Preparation of recombinant (His)6-AtACBP4, (His)6-AtACBP5 and (His)6-AtACBP6 proteins

The protein expression plasmids containing full-length AtACBP4 and AtACBP5 cDNA were previously constructed in the vector pRSETB (Invitrogen) as pAT184 and pAT185, respectively [16]. Recombinant (His)6-AtACBP4 and (His)6-AtACBP5 proteins (rAtACBP4 and rAtACBP5) were expressed in Escherichia coli, purified and refolded according to Leung et al. [16]. The coding sequence of AtACBP6 was amplified by PCR with primer pairs ACBP-F1 and ACBP-R1 and cloned into expression vector pEXP5-NT/TOPO (Invitrogen) to generate plasmid pEXP-ACBP6. Sequences of primers are listed in Supplementary Table S1. Recombinant (His)6-AtACBP6 (rAtACBP6) was expressed in E. coli and purified following Chye [29]. The three recombinant proteins were dialysed in 10 mM sodium phosphate buffer (pH 7.0). Protein concentrations were determined by the standard Bradford assay (Bio-Rad).

ITC

Calorimetric titration was performed with a MicroCal iTC200 system (GE Healthcare) at 30°C. Long-chain acyl-CoA esters (Avanti Polar Lipids, Inc.) were dissolved in 10 mM sodium phosphate buffer (pH 7.0) to a final concentration of 0.25, 0.5 and 1 mM. The solution was degassed and loaded into a syringe, while 15 μM rAtACBP6, 6 μM rAtACBP4 or 60 μM rAtACBP5, was placed into the sample cell. For all titrations, 1.8 μl ligand was injected into the sample cell at 150 s intervals with a stirring speed of 1000 rpm. The titrations were completed after 20 injections. All data were collected automatically, and non-specific heat effects were estimated and corrected after saturation following the instructions of the manufacturer. Raw data were integrated and analysed using the Origin v.7.0 software accompanying the calorimeter.

Plant material and growth conditions

Seeds of wild-type Arabidopsis Col-0 were purchased from the ABRC (Arabidopsis Biological Resource Center). The double and triple mutants of AtACBP4, AtACBP5 and AtACBP6 were generated by crossing the respective single mutants [41]. To sterilize Arabidopsis seeds, a solution containing 20% bleach and 0.1% (v/v) Tween 20 was used. Seeds were subjected to 20 min vigorous shaking in this solution, washed six times in distilled water, and then spread on MS (Murashige and Skoog) medium (Sigma-Aldrich) containing 2% (w/v) sucrose, and 0, 0.2 or 0.4 μM ABA (abscisic acid). After 4°C stratification for 2 days, the plates were placed under 16 h-light/8 h-dark cycles (22°C) in a tissue culture room.
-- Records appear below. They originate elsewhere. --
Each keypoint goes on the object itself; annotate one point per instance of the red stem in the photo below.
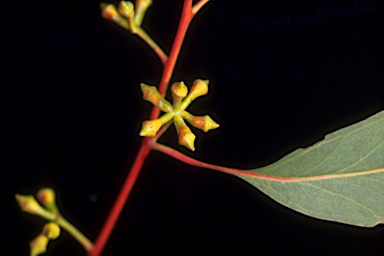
(120, 200)
(169, 66)
(145, 147)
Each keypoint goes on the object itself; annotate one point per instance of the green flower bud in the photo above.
(46, 197)
(109, 12)
(199, 88)
(204, 123)
(141, 8)
(151, 94)
(39, 245)
(186, 137)
(51, 230)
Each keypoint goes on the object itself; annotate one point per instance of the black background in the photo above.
(282, 76)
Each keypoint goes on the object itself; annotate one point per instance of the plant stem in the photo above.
(155, 47)
(146, 145)
(83, 240)
(188, 160)
(185, 20)
(198, 6)
(121, 199)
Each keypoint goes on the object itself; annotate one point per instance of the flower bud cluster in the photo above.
(177, 112)
(126, 15)
(47, 210)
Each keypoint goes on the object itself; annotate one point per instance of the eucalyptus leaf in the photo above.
(339, 179)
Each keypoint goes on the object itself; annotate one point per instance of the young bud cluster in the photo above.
(126, 15)
(181, 100)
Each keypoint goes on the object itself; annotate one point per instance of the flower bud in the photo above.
(199, 88)
(150, 128)
(30, 205)
(39, 245)
(46, 197)
(126, 9)
(204, 123)
(186, 137)
(51, 230)
(109, 12)
(179, 91)
(141, 8)
(151, 94)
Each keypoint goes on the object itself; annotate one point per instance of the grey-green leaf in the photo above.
(339, 179)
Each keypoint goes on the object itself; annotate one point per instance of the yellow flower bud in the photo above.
(51, 230)
(151, 94)
(30, 205)
(46, 197)
(39, 245)
(186, 137)
(199, 88)
(204, 123)
(179, 91)
(126, 9)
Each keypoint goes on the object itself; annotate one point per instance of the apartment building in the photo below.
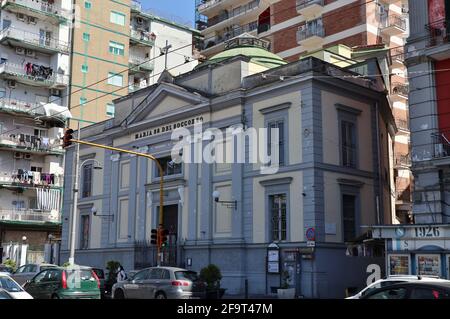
(298, 28)
(120, 41)
(34, 80)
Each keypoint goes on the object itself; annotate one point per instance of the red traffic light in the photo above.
(68, 137)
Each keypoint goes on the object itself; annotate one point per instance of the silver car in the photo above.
(28, 271)
(161, 283)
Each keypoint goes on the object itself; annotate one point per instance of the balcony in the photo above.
(139, 64)
(399, 92)
(39, 76)
(235, 16)
(439, 43)
(30, 144)
(37, 9)
(310, 9)
(29, 216)
(311, 35)
(142, 38)
(397, 58)
(402, 162)
(216, 44)
(25, 39)
(393, 25)
(21, 107)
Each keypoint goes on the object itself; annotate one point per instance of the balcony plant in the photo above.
(284, 292)
(211, 275)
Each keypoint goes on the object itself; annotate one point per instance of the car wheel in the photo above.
(119, 294)
(161, 295)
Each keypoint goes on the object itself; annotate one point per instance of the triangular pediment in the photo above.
(166, 99)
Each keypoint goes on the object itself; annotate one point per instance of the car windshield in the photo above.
(186, 275)
(100, 274)
(9, 285)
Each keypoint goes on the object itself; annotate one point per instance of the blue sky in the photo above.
(177, 10)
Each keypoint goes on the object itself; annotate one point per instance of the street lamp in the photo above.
(98, 166)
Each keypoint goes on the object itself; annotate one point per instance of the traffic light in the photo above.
(163, 237)
(154, 237)
(68, 137)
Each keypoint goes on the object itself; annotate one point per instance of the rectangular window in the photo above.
(116, 48)
(84, 236)
(115, 79)
(278, 216)
(348, 214)
(280, 126)
(348, 144)
(86, 190)
(110, 109)
(117, 18)
(169, 167)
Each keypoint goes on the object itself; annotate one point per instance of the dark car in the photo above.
(65, 283)
(411, 290)
(101, 277)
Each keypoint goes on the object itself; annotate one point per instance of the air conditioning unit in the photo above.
(20, 51)
(55, 92)
(32, 20)
(31, 53)
(12, 84)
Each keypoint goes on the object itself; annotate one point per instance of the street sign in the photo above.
(311, 234)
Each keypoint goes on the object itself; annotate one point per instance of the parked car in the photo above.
(412, 290)
(6, 269)
(5, 295)
(392, 280)
(28, 271)
(101, 277)
(161, 283)
(13, 288)
(61, 283)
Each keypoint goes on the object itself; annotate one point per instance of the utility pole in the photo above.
(75, 201)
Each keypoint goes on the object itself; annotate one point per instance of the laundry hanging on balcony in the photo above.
(48, 199)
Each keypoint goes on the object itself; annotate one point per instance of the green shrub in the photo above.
(212, 276)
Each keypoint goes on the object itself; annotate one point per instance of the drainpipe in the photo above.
(380, 181)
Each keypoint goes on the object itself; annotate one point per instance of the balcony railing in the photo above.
(29, 216)
(439, 32)
(39, 6)
(34, 39)
(14, 105)
(393, 21)
(38, 78)
(304, 33)
(30, 143)
(24, 178)
(141, 63)
(301, 4)
(210, 42)
(400, 89)
(241, 10)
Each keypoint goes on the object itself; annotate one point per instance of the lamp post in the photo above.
(75, 198)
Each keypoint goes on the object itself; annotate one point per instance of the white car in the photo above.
(391, 280)
(12, 287)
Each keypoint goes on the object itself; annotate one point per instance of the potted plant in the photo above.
(211, 275)
(285, 292)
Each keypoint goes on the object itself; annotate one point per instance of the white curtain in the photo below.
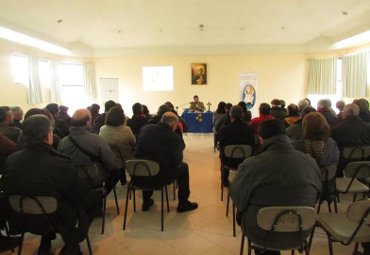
(55, 96)
(322, 76)
(354, 75)
(89, 79)
(34, 95)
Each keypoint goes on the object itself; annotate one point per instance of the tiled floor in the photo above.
(205, 231)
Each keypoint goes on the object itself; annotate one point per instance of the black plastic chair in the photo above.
(143, 169)
(44, 206)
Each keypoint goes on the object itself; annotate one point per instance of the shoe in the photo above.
(186, 206)
(8, 243)
(147, 204)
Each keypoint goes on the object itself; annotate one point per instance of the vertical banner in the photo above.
(248, 88)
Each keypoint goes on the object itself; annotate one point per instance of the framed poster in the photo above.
(198, 74)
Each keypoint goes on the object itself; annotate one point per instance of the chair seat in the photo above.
(341, 228)
(356, 186)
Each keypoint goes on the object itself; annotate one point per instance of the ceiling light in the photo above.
(20, 38)
(358, 39)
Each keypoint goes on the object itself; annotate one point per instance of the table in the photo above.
(198, 122)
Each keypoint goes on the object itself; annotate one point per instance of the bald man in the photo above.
(160, 143)
(85, 147)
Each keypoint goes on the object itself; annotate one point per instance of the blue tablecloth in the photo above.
(198, 122)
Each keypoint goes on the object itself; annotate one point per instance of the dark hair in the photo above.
(315, 127)
(236, 112)
(221, 107)
(4, 110)
(137, 109)
(109, 104)
(52, 108)
(36, 129)
(264, 108)
(162, 109)
(293, 110)
(115, 117)
(270, 128)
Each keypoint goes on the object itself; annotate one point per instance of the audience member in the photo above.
(350, 132)
(160, 143)
(276, 110)
(295, 132)
(100, 120)
(363, 104)
(247, 115)
(17, 116)
(264, 111)
(324, 107)
(263, 181)
(138, 119)
(293, 115)
(237, 132)
(81, 141)
(196, 105)
(340, 105)
(6, 121)
(38, 170)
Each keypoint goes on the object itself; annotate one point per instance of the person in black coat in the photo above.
(160, 143)
(237, 132)
(39, 170)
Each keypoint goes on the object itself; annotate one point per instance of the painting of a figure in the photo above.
(198, 74)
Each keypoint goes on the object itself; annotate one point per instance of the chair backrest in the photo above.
(359, 152)
(358, 169)
(142, 167)
(36, 205)
(286, 218)
(238, 151)
(359, 210)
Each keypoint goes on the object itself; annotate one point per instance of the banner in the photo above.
(248, 88)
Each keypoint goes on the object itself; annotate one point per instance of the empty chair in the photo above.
(346, 228)
(240, 151)
(36, 215)
(146, 169)
(296, 220)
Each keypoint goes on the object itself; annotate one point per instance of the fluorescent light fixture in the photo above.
(358, 39)
(20, 38)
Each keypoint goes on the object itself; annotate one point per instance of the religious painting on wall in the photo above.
(198, 74)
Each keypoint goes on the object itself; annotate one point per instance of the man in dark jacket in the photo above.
(237, 132)
(278, 176)
(160, 143)
(39, 170)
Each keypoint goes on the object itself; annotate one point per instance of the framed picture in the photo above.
(198, 74)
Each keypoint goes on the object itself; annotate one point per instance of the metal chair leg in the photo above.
(116, 199)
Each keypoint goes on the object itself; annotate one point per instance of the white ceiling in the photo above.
(119, 27)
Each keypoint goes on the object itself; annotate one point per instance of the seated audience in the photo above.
(276, 110)
(138, 119)
(100, 120)
(237, 132)
(40, 170)
(295, 132)
(363, 104)
(324, 107)
(340, 105)
(160, 143)
(17, 116)
(6, 122)
(264, 111)
(84, 147)
(263, 180)
(293, 115)
(350, 132)
(196, 105)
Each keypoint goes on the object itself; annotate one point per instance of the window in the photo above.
(20, 69)
(158, 78)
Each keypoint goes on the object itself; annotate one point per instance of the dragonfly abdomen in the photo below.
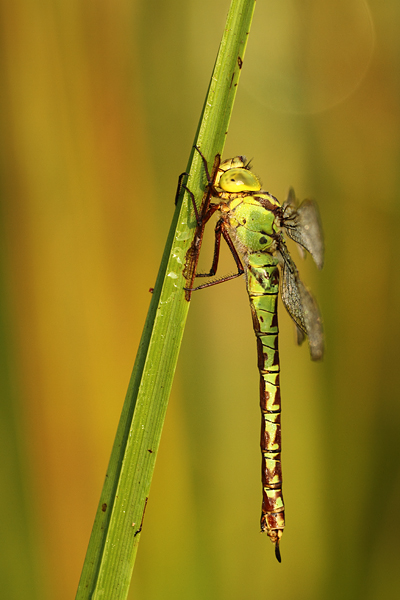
(263, 288)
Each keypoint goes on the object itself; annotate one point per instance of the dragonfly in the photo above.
(253, 223)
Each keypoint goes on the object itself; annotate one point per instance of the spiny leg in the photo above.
(220, 228)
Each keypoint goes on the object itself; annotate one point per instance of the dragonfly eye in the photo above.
(239, 180)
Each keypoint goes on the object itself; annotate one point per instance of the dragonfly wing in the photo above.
(301, 306)
(303, 224)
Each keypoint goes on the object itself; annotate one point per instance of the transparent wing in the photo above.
(302, 223)
(301, 306)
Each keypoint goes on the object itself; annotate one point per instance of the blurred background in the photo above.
(99, 106)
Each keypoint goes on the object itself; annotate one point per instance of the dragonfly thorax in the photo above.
(239, 180)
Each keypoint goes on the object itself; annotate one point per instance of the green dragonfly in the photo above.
(252, 223)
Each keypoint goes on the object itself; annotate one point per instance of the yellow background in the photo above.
(99, 107)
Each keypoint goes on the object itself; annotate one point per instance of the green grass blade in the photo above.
(110, 558)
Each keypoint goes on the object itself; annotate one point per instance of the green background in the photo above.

The rates of seed germination were scored when radicle protrusion occurred.

Promoter analysis

A 1.5-kb 5′-flanking region of AtACBP6 was amplified by PCR with primer pair ML795 and ML814. Deletion derivatives of the 1.5-kb 5′-flanking region of AtACBP6, 1.0, 0.6 and 0.3 kb in size were further amplified by PCR with corresponding forward primers ML1166, ML1167 and ML1168, and the reverse primer ML814. All forward primers contained a BamHI site, and the reverse primer, a SmaI site. Sequences of primers are listed in Supplementary Table S1. Fragments were purified and cloned into the pGEM-T EASY Vector system (Promega). Each BamHI–SmaI fragment was subcloned into corresponding restriction sites on the binary vector pBI101.3 (Clontech) to generate the AtACBP6pro::GUS fusion plasmids (pAT452, pAT590, pAT591 and pAT592) that were used in Agrobacterium tumefaciens transformation of wild-type Arabidopsis Col-0 by the floral dip method.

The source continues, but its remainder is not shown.